The rugged Forehead, that with grave Foresight,
Wields Kingdoms Causes, and Affairs of State,
My looser Rimes, I wote, doth sharply wite,
For praising Love as I have done of late,
And magnifying Lovers dear Debate:
By which frail Youth is oft to Folly led,
Thro false Allurement of that pleasing Bait,
That better were in Vertues discipled,
Than with vain Poems Weeds to have their Fancies fed.

Such one's ill Judg of Love, that cannot love,
Ne in their frozen Hearts feel kindly Flame:
For-thy they ought not thing unknown reprove,
Ne natural Affection faultless blame,
For fault of few that have abus'd the same.
For, it of Honour and all Vertue is
The Root, and brings forth glorious Flowers of Fame,
That crown true Lovers with immortal Bliss;
The Meed of them that love, and do not live amiss.

Which whoso list look back to former Ages,
And call to count the things thee then were done,
Shall find, that all the Works of those wise Sages,
And brave Exploits which great Heroes won,
In Love were either ended or begun:
Witness the Father of Philosophy,
Which to his Critias, shaded oft from Sun,
Of Love full many Lessons did apply,
The which these Stoick Censours cannot well deny.

To such therefore I do not sing at all;
But to that sacred Saint my sovereign Queen,
In whose chaste Breast all Bounty natural,
And Treasures of true Love enlocked been,
'Bove all her Sex that ever yet was seen.
To her I sing of Love, that loveth best,
And best is lov'd of all alive I ween;
To her this Song most fitly is addrest,
The Queen of Love, and Prince of Peace from Heaven blest.

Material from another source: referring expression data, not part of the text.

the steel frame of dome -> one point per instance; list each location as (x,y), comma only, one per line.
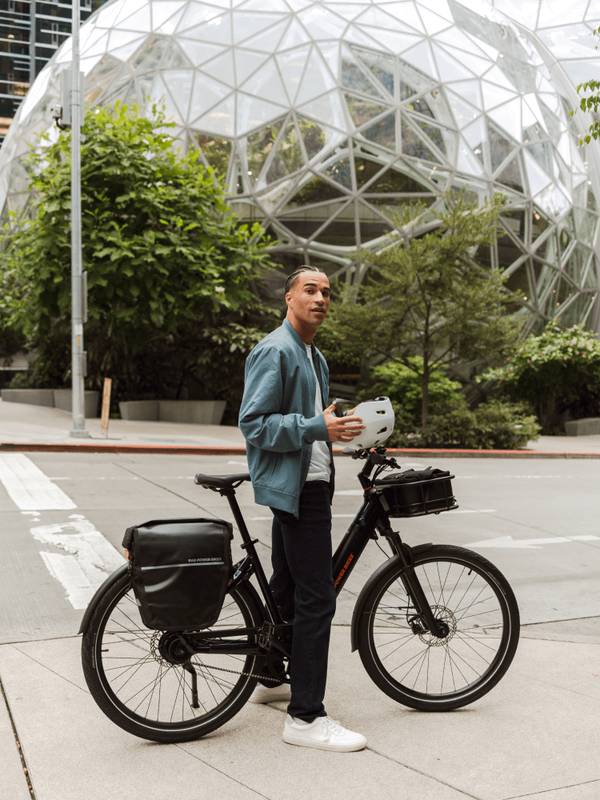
(322,117)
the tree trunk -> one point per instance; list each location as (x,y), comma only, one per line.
(425,390)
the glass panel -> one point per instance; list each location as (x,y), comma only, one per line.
(199,52)
(179,84)
(221,68)
(288,154)
(421,58)
(449,67)
(500,147)
(383,132)
(393,40)
(252,112)
(215,149)
(553,200)
(205,94)
(413,145)
(393,181)
(340,172)
(508,117)
(329,107)
(305,222)
(342,230)
(352,77)
(361,110)
(292,66)
(246,63)
(259,146)
(162,10)
(317,78)
(314,136)
(381,66)
(366,170)
(372,226)
(421,106)
(511,175)
(539,223)
(434,133)
(266,83)
(315,190)
(219,119)
(514,220)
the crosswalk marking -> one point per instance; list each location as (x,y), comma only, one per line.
(28,487)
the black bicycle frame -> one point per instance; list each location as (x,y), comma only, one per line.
(371,520)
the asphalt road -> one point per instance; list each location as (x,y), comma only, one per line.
(535,519)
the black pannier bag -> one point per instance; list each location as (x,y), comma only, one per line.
(180,569)
(415,492)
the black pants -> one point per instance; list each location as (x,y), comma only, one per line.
(302,585)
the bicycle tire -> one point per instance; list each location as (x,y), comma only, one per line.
(497,630)
(96,652)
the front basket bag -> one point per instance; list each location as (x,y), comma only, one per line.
(180,570)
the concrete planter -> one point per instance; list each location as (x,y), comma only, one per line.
(34,397)
(583,427)
(139,409)
(62,400)
(197,412)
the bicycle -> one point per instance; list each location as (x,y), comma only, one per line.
(436,627)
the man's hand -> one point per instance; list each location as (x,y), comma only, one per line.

Which that she may the better deign to hear,
Do thou, drad Infant, Venus dearling Dove,
From her high Spirit chace imperious Fear,
And Use of aweful Majesty remove:
Instead thereof with Drops of melting Love,
Dew'd with ambrosial Kisses, by thee gotten
From thy sweet smiling Mother from above,
Sprinkle her Heart, and haughty Courage soften,
That she may heark to Love, and read this Lesson often.

CANTO I.
Fair Britomart saves Amoret:
Duessa Discord breeds
'Twixt Scudamore and Blandamore:
Their Fight and warlike Deeds.

Of Lovers sad Calamities of old,
Full many piteous Stories do remain;
But none more piteous ever was ytold,
Than that of Amoret's heart-binding Chain,
And this of Florimel's unworthy Pain:
The dear Compassion of whose bitter Fit
My softned Heart so sorely doth constrain,
That I with Tears full oft do pity it,
And oftentimes do wish it never had been writ.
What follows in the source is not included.